Available online 9 November 2012
Publication year: 2012
Source:European Journal of Cancer
Background Accurate population-based data are needed on the incidence of venous thromboembolism (VTE) in patients with different cancers in order to inform guidelines on which hospitalised and ambulatory cancer patients should receive VTE prophylaxis. Methods We conducted a cohort study using data from the Clinical Practice Research Datalink, linked to Hospital Episode Statistics, Cancer Registry data and Office for National Statistics cause of death data. We determined the incidence rates (cases per 1000 person–years) of VTE separately for 24 cancer sites. To determine relative risk, incidence rates were compared to frequency-matched controls (by age) with no record of cancer.
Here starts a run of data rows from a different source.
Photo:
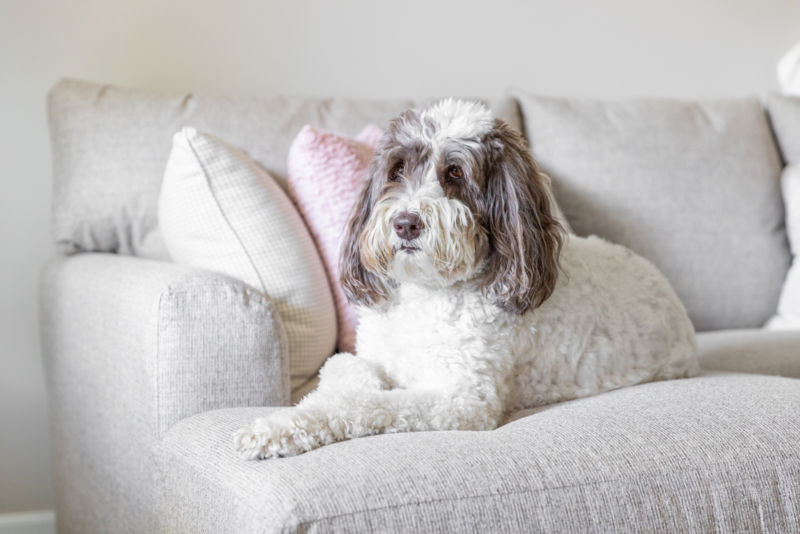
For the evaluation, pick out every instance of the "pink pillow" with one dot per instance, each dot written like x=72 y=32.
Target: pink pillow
x=325 y=175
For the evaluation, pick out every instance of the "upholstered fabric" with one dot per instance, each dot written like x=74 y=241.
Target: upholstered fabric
x=326 y=172
x=751 y=351
x=691 y=186
x=220 y=211
x=132 y=346
x=785 y=117
x=689 y=455
x=110 y=146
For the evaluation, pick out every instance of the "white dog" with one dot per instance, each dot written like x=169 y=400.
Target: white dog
x=473 y=302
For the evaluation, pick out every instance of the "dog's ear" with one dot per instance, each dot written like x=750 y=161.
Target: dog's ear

Findings We identified 83,203 cancer patients and 577,207 controls. New cases of VTE were diagnosed in 3352 cancer patients, and 6353 controls. The absolute rate of VTE in all cancers was 13.9 per 1000 person–years (95% confidence interval [CI] 13.4–14.4), corresponding to an age, sex and calendar year adjusted hazard-ratio of 4.7 (CI 4.5–4.9) between cancer patients and the general population. Rates varied greatly by cancer site (range; 98 (CI 80–119) in pancreatic cancer to 3.1 (CI 1.5–6.5) in thyroid cancer), age (range; 16.9 for patients over 80years to 4.9 for those under 30years) and time from diagnosis (range; 75 in the first three months to 8.4, >1year after diagnosis). Interpretation VTE is strongly linked to cancer, but the annual rate varies greatly by cancer site, proximity to diagnosis and age. Prophylaxis guidelines should take account of cancer site and such intervention should also be targeted towards the three months following diagnosis.